Well, suppose the house built and equipped with man and horse. You may be sure my nobleman gives his "hired help" good accommodations for their sleeping and waking hours,—baths, books, and some leisure to use them. Nay, I assure you—and this assurance also is drawn from life—that it is possible, even in our present social relations, for the man who does common justice, in these respects, to his fellows, and shows a friendly heart, that thoroughly feels service to be no degradation, but an honor, who believes
| "A man's a MAN for a' that;"— |
| "Honor in the king the wisdom of his service, |
| Honor in the serf the fidelity of his service,"— |
to have around him those who do their work in serenity of mind, neither deceiving nor envying him whom circumstances have enabled to command their service. As to the carriage, that is used for the purpose of going to and fro in bad weather, or ill health, or haste, or for drives to enjoy the country. But my nobleman and his family are too well born and bred not to prefer employing their own feet when possible. And their carriage is much appropriated to the use of poor invalids, even among the abhorred class of poor relations, so that often they have not room in it for themselves, much less for flaunting dames and lazy dandies.
We need hardly add that, their attendants wear no liveries. They are aware that, in a society where none of the causes exist that justify this habit abroad, the practice would have no other result than to call up a sneer to the lips of the most complaisant "milor," when "Mrs.

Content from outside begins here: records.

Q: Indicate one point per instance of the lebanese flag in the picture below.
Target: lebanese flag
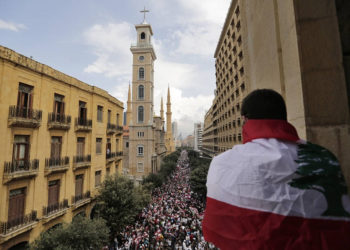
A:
(276, 192)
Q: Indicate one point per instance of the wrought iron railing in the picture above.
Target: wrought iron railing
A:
(83, 122)
(80, 197)
(56, 162)
(59, 118)
(20, 166)
(51, 209)
(82, 158)
(19, 222)
(24, 112)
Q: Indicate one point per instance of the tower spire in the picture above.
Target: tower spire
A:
(128, 111)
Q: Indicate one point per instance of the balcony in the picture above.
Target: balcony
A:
(55, 210)
(54, 165)
(110, 157)
(24, 117)
(83, 125)
(80, 200)
(83, 161)
(20, 169)
(58, 121)
(119, 130)
(12, 228)
(111, 128)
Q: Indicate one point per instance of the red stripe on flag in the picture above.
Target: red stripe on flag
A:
(232, 227)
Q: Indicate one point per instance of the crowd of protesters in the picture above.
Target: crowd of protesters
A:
(173, 218)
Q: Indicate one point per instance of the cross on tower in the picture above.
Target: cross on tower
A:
(144, 11)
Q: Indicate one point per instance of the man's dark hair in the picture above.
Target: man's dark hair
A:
(264, 104)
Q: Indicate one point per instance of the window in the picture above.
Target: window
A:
(21, 149)
(98, 145)
(56, 145)
(141, 92)
(109, 116)
(117, 119)
(108, 147)
(17, 199)
(140, 150)
(140, 114)
(99, 113)
(97, 178)
(79, 184)
(140, 168)
(54, 193)
(25, 99)
(141, 73)
(80, 146)
(82, 113)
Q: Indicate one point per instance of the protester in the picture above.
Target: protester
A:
(275, 191)
(173, 218)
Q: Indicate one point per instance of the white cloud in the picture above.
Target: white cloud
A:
(11, 26)
(110, 43)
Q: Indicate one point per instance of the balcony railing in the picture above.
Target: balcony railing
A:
(20, 169)
(83, 124)
(24, 117)
(81, 161)
(20, 222)
(81, 197)
(56, 164)
(55, 208)
(59, 121)
(111, 128)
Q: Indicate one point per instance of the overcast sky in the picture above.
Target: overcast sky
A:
(90, 40)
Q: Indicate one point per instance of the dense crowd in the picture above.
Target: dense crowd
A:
(173, 218)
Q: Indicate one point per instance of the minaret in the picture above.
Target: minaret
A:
(169, 135)
(128, 109)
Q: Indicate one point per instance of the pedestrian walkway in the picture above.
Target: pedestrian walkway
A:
(173, 218)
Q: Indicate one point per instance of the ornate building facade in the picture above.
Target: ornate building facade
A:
(60, 138)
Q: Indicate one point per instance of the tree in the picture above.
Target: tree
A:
(119, 202)
(82, 233)
(319, 170)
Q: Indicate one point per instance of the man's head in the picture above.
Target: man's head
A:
(264, 104)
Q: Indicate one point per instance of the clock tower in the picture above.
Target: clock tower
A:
(141, 132)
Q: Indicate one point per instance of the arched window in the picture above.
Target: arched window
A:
(141, 92)
(141, 73)
(139, 149)
(140, 114)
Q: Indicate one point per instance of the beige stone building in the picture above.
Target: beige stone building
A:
(60, 138)
(147, 140)
(298, 48)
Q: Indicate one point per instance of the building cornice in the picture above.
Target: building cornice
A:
(28, 63)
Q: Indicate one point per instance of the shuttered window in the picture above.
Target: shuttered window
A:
(54, 192)
(56, 145)
(16, 204)
(79, 182)
(80, 146)
(97, 178)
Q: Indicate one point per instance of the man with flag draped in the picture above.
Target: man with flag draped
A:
(275, 191)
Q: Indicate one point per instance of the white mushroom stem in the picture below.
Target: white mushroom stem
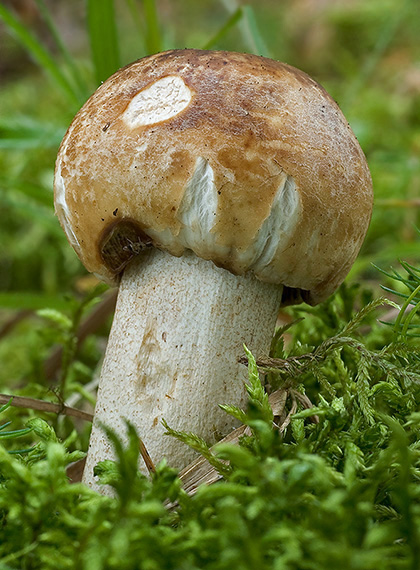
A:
(179, 329)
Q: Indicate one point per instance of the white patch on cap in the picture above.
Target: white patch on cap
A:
(197, 210)
(158, 102)
(62, 209)
(278, 226)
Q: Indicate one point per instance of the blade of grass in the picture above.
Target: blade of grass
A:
(136, 17)
(103, 38)
(32, 301)
(225, 28)
(21, 133)
(153, 35)
(248, 27)
(80, 84)
(39, 54)
(252, 33)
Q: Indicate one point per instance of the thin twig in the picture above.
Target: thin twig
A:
(42, 406)
(146, 458)
(89, 325)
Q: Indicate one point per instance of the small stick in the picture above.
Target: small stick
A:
(40, 405)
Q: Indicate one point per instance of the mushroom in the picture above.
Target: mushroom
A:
(212, 187)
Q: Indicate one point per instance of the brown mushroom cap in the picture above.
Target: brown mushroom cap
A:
(244, 160)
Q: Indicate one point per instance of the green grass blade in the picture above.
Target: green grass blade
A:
(225, 28)
(32, 301)
(38, 52)
(22, 133)
(252, 33)
(77, 78)
(103, 38)
(136, 17)
(153, 35)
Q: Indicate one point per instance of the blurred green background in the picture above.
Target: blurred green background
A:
(54, 54)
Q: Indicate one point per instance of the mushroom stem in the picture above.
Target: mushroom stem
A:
(178, 333)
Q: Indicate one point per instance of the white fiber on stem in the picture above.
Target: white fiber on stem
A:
(178, 333)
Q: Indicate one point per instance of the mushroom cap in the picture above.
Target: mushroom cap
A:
(246, 161)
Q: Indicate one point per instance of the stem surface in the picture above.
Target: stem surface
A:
(178, 332)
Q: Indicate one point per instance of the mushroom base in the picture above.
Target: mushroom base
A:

Higginbottom's carriage stops the way," with its tawdry, ill-fancied accompaniments. Will none of their "governors" tell our cits the Æsopian fable of the donkey that tried to imitate the gambols of the little dog?
The wife of my nobleman is so well matched with him that she has no need to be the better half. She is his almoner, his counsellor, and the priestess who keeps burning on the domestic hearth a fire from the fuel he collects in his out-door work, whose genial heart and aspiring flame comfort and animate all who come within its range.

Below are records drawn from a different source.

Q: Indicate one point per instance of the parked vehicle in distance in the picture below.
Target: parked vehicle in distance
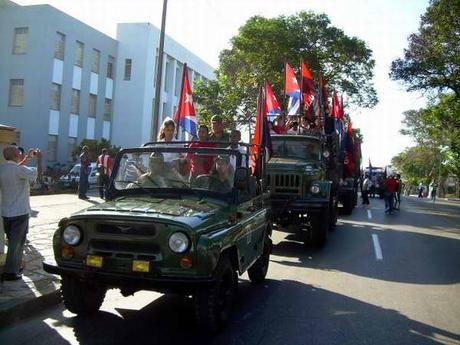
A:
(162, 228)
(72, 178)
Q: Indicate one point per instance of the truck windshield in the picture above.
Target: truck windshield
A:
(304, 149)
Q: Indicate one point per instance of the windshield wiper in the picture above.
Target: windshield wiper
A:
(148, 191)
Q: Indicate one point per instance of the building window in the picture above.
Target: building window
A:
(72, 149)
(110, 71)
(107, 109)
(52, 148)
(95, 58)
(79, 49)
(92, 105)
(55, 96)
(75, 108)
(20, 40)
(16, 95)
(128, 66)
(178, 82)
(59, 46)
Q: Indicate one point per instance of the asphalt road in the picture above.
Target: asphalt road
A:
(381, 279)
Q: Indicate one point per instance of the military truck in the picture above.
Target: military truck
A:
(176, 220)
(302, 188)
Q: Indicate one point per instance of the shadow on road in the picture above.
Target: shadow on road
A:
(277, 312)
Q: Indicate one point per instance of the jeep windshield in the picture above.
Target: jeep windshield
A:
(171, 168)
(296, 147)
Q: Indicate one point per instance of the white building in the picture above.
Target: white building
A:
(135, 88)
(62, 81)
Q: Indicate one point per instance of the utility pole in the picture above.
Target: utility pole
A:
(159, 68)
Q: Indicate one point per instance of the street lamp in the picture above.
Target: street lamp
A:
(156, 107)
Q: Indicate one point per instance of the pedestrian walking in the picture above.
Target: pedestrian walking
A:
(365, 190)
(104, 168)
(15, 179)
(434, 190)
(84, 173)
(391, 187)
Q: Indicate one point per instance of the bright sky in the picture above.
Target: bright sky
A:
(206, 26)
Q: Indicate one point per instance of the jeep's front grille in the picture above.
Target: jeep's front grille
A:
(128, 229)
(285, 183)
(105, 247)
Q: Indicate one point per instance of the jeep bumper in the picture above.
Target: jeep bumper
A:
(187, 285)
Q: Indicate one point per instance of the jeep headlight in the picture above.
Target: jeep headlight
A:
(71, 235)
(179, 242)
(315, 189)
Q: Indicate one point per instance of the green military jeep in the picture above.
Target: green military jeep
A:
(178, 219)
(301, 191)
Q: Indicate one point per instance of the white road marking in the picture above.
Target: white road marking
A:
(377, 249)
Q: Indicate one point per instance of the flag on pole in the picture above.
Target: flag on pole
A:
(261, 139)
(292, 90)
(185, 116)
(307, 86)
(273, 107)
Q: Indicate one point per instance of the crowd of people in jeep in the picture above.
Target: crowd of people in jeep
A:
(168, 167)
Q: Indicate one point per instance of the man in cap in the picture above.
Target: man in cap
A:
(218, 133)
(222, 178)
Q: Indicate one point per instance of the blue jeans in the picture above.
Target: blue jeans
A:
(389, 201)
(83, 186)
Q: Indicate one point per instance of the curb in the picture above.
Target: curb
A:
(29, 308)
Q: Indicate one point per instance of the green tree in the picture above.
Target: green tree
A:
(262, 46)
(95, 148)
(432, 60)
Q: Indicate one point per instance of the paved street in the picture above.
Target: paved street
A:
(382, 279)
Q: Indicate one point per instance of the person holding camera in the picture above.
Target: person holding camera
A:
(15, 179)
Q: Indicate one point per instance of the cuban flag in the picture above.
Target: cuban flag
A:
(185, 116)
(308, 88)
(292, 90)
(273, 107)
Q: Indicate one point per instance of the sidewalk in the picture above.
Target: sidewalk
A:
(38, 289)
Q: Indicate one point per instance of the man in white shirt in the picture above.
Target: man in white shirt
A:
(15, 179)
(235, 138)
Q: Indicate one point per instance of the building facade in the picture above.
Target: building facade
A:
(62, 81)
(135, 89)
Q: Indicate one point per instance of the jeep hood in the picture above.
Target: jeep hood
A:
(290, 163)
(189, 211)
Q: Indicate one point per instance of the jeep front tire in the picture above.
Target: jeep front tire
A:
(80, 297)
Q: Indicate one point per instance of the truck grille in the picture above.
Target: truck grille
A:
(127, 229)
(285, 184)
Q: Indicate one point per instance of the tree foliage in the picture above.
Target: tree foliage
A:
(262, 46)
(432, 60)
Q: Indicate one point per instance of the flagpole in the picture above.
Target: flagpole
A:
(156, 108)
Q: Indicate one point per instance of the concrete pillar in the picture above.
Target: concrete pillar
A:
(7, 136)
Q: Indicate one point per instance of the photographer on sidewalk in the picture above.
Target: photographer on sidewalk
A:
(15, 179)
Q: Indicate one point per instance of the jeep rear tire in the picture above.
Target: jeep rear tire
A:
(81, 298)
(259, 269)
(320, 227)
(348, 204)
(213, 305)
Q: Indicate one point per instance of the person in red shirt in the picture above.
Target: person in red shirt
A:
(200, 164)
(104, 167)
(391, 186)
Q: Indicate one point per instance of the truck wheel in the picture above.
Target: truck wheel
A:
(320, 228)
(259, 269)
(348, 204)
(81, 298)
(333, 214)
(213, 305)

His children are his ministers, whose leisure and various qualifications enable them to carry out his good thoughts. They hold all that they possess—time, money, talents, acquirements—on the principle of stewardship. They wake up the seeds of virtue and genius in all the young persons of their acquaintance; but the poorer classes are especially their care. Among them they seek for those who are threatened with dying—"mute, inglorious" Hampdens and Miltons—but for their scrutiny and care; of these they become the teachers and patrons to the extent of their power. Such knowledge of the arts, sciences, and just principles of action as they have been favored with, they communicate, and thereby form novices worthy to fill up the ranks of the true American aristocracy.

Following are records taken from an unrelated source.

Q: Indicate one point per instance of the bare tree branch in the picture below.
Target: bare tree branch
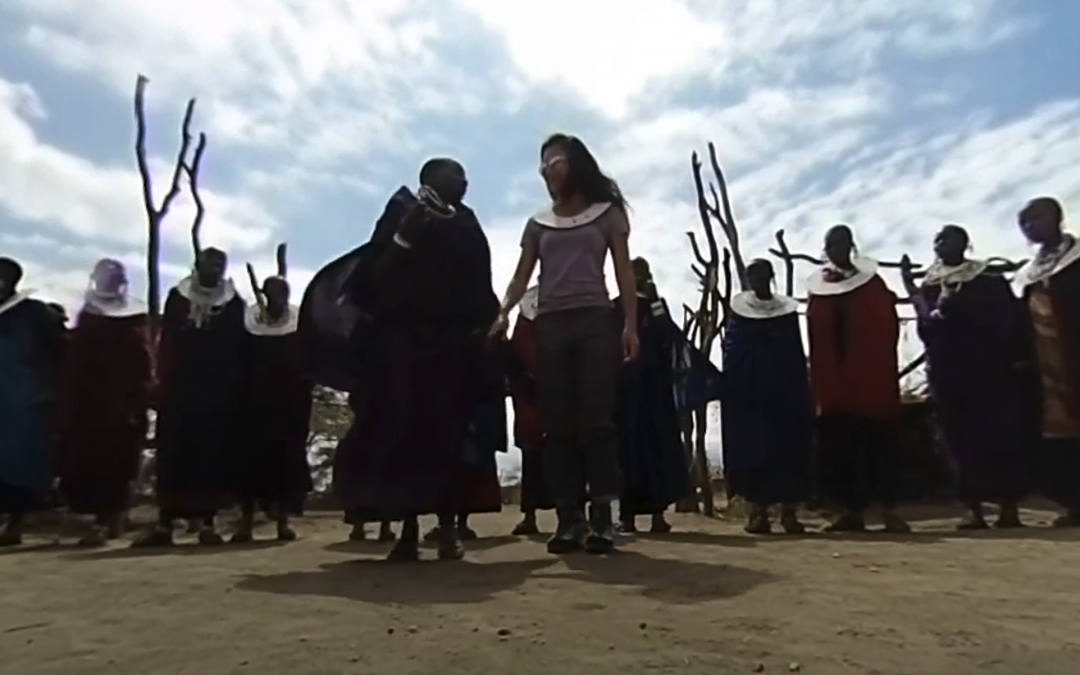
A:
(156, 212)
(785, 254)
(253, 279)
(192, 172)
(281, 255)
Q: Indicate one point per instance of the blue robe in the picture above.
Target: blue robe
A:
(30, 343)
(767, 410)
(406, 340)
(670, 376)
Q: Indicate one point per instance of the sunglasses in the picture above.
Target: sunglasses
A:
(551, 162)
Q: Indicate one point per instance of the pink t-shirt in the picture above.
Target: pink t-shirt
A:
(571, 259)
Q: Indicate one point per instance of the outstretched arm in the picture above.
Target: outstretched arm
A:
(526, 265)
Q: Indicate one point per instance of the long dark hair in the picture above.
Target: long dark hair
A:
(583, 176)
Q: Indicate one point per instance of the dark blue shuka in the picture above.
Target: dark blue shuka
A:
(406, 340)
(670, 375)
(767, 410)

And the house—it is a large one; a simple family does not fill its chambers. Some of them are devoted to the use of men of genius, who need a serene home, free from care, while they pursue their labors for the good of the world. Thus, as in the palaces of the little princes of Italy in a better day, these chambers become hallowed by the nativities of great thoughts; and the horoscopes of the human births that may take place there, are likely to read the better for it. Suffering virtue sometimes finds herself taken home here, instead of being sent to the almshouse, or presented with half a dollar and a ticket for coal, and finds upon my nobleman's mattresses (for the wealth of Crœsus would not lure him or his to sleep upon down) dreams of angelic protection which enable her to rise refreshed for the struggle of the morrow.
The uses of hospitality are very little understood among us, so that we fear generally there is a small chance of entertaining gods and angels unawares, as the Greeks and Hebrews did in the generous time of hospitality, when every man had a claim on the roof of fellow-man. Now, none is received to a bed and breakfast unless he come as "bearer of despatches" from His Excellency So-and-so.
But let us not be supposed to advocate the system of all work and no play, or to delight exclusively in the pedagogic and Goody-Two-Shoes vein. Reader, if any such accompany me to this scene of my vision, cheer up; I hear the sound of music in full band, and see the banquet prepared. Perhaps they are even dancing the polka and redowa in those airy, well-lighted rooms. In another they find in the acting of extempore dramas, arrangement of tableaux, little concerts or recitations, intermingled with beautiful national or fancy dances, some portion of the enchanting, refining, and ennobling influence of the arts. The finest engravings on all subjects attend such as like to employ themselves more quietly, while those who can find a companion or congenial group to converse with, find also plenty of recesses and still rooms, with softened light, provided for their pleasure.